The launch marks the first time that Watson for Genomics has been made widely available to patients and physicians across the country. Quest Diagnostics, an expert in genomic sequencing and oncology diagnostics that serves half the nation's physicians and hospitals, extends these advanced capabilities to thousands of the country's community oncologists, who provide an estimated 70 percent of cancer care in the United States. The Broad Institute of MIT and Harvard will provide additional genome sequencing capabilities as part of the collaboration.
The new service involves laboratory sequencing and analysis of a tumour's genomic makeup to help reveal mutations that can be associated with targeted therapies and clinical trials. Watson then compares those mutations against relevant medical literature, clinical studies, pharmacopeia and carefully annotated rules created by leading oncologists, including those from MSK. Watson for Genomics ingests approximately 10,000 scientific articles and 100 new clinical trials every month.
"The beauty of Watson is that it can be used to dramatically scale access to knowledge and scientific insight, whether a patient is being treated in an urban academic medical center or a rural community clinic", stated John Kelly III, PhD, senior vice president, IBM Research and Cognitive Solutions. "Through this collaboration with the cancer community's leading clinical and pathology experts, thousands of more patients can potentially benefit from the worlds growing body of knowledge about this disease."
Bolstering the corpus of data Watson uses, MSK will provide OncoKB, a database of clinical evidence that will help Watson uncover treatment options that could target the specific genetic abnormalities that are causing the growth of the cancer. Comparison of literature that may take medical experts weeks to prepare can now be completed in significantly less time.
"Precision medicine is changing the way we treat cancer and giving new hope to people living with the disease", stated Jay G. Wohlgemuth, M.D., chief medical officer and senior vice president of research, development and medical, Quest Diagnostics. "However, access to genomic sequencing and tumour analysis required to determine appropriate precision medicine treatments for a patient can be a challenge. This service combines Quests state-of-the-art tumor analysis and national access with the cognitive computing of IBM's Watson and the deep cancer treatment expertise of MSK. This is a powerful combination that we believe it will leap frog conventional genomic services as a better approach for identifying targeted oncology treatments."
The efficacy of cancer therapy often depends on the type of gene mutations occurring in the cancer tumour. Many of the latest therapies are designed to work by targeting tumours with a specific genetic make-up. A therapy that is effective for one type of cancer may in fact be efficacious for many others that share similar mutations. But these mutations vary for each individual and can even change during treatment.
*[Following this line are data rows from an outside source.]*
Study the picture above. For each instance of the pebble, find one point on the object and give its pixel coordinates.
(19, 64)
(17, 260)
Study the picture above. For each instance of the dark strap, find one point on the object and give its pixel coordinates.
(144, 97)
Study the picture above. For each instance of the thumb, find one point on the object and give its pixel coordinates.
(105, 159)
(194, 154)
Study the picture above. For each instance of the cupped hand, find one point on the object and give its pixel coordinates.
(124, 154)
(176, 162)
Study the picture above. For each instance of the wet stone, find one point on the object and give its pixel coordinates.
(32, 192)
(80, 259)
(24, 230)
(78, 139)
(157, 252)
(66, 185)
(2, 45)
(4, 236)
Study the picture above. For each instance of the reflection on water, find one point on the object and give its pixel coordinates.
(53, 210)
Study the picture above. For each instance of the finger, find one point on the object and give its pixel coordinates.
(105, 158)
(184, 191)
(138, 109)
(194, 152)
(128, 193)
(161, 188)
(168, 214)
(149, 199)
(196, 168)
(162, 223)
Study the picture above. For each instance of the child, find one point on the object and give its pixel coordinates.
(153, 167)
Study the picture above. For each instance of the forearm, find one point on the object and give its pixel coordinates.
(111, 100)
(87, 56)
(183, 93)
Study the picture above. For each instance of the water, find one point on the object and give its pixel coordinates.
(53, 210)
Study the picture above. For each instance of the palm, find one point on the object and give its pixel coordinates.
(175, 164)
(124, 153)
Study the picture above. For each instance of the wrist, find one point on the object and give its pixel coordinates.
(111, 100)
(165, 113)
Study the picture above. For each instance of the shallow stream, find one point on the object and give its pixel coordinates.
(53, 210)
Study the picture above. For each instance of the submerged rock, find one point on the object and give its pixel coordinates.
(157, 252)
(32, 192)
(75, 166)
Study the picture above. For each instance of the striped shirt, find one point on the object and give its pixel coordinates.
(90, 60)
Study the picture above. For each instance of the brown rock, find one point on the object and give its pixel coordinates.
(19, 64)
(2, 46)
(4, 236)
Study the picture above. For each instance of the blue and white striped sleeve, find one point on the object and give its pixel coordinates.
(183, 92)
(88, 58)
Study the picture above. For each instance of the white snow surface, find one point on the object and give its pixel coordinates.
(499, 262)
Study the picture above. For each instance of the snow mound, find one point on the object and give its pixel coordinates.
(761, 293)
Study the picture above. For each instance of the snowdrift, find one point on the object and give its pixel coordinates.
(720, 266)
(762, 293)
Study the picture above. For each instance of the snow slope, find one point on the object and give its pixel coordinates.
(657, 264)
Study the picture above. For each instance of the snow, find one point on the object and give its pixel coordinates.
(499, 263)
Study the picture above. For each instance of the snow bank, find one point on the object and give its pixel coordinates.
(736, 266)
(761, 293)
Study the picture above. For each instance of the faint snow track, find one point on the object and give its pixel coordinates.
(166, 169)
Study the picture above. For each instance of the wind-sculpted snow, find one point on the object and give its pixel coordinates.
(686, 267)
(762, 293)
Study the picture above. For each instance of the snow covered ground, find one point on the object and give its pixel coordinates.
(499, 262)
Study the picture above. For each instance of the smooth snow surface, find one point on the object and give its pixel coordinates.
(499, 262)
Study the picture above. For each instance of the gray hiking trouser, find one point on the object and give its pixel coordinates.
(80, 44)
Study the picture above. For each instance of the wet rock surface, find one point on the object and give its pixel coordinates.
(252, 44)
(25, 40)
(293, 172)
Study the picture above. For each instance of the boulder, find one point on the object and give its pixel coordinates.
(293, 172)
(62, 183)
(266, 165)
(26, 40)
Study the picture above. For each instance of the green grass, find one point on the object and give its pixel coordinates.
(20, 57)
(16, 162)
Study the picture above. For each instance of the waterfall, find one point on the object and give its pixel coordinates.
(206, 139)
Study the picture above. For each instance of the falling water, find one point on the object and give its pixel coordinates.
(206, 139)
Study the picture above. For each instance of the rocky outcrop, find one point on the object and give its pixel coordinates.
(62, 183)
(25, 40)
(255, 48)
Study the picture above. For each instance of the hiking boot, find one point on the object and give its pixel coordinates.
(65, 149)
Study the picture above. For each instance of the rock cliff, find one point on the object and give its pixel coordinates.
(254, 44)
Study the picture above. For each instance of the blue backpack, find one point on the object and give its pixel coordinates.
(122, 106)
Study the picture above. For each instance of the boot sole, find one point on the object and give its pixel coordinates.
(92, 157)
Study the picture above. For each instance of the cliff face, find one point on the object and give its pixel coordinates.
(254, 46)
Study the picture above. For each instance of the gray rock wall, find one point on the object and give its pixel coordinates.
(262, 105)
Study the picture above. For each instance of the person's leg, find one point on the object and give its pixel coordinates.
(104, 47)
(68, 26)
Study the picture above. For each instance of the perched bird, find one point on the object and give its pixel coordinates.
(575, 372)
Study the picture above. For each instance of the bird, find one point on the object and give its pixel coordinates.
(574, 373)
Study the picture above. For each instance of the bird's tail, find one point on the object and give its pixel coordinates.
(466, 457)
Correlating them to the appropriate treatments requires genomic sequencing expertise as well as information from knowledge bases, which must be routinely updated to account for rapidly evolving scientific discoveries, available drug therapies and, for patients for whom no therapy is indicated, and appropriate clinical trials.
The new service helps close these gaps: To access Watson's evidence-based report, the treating oncologist or other physician will send a patient's solid tumour biopsy tissue to Quest Diagnostics, where pathologists will prepare the tissue sample for genomic sequencing. Scientists at Quest will then sequence the treatment-associated genes using advanced next-generation sequencing technologies and feed the genetic file into Watson. Watson will then use the sequenced genetic data and compare those data against massive bodies of clinical, scientific and pharmacological databases to help uncover potential therapeutic options that match the patient's tumour mutations. A Quest pathologist will review and validate the results and prepare a report to send back to the treating physician.
"We now know that genetic alterations are responsible for many cancers, but it remains challenging for most clinicians to deliver on the promise of precision medicine since it requires specialized expertise and a time-consuming interpretation of massive amounts of data", stated Paul Sabbatini, MD, Deputy Physician-in-Chief for Clinical Research, Memorial Sloan Kettering Cancer Center. "Through this collaboration, oncologists will have access to MSK's expertly curated information about the effects and treatment implications of specific cancer gene alterations. This has the power to scale expertise and help improve patient care."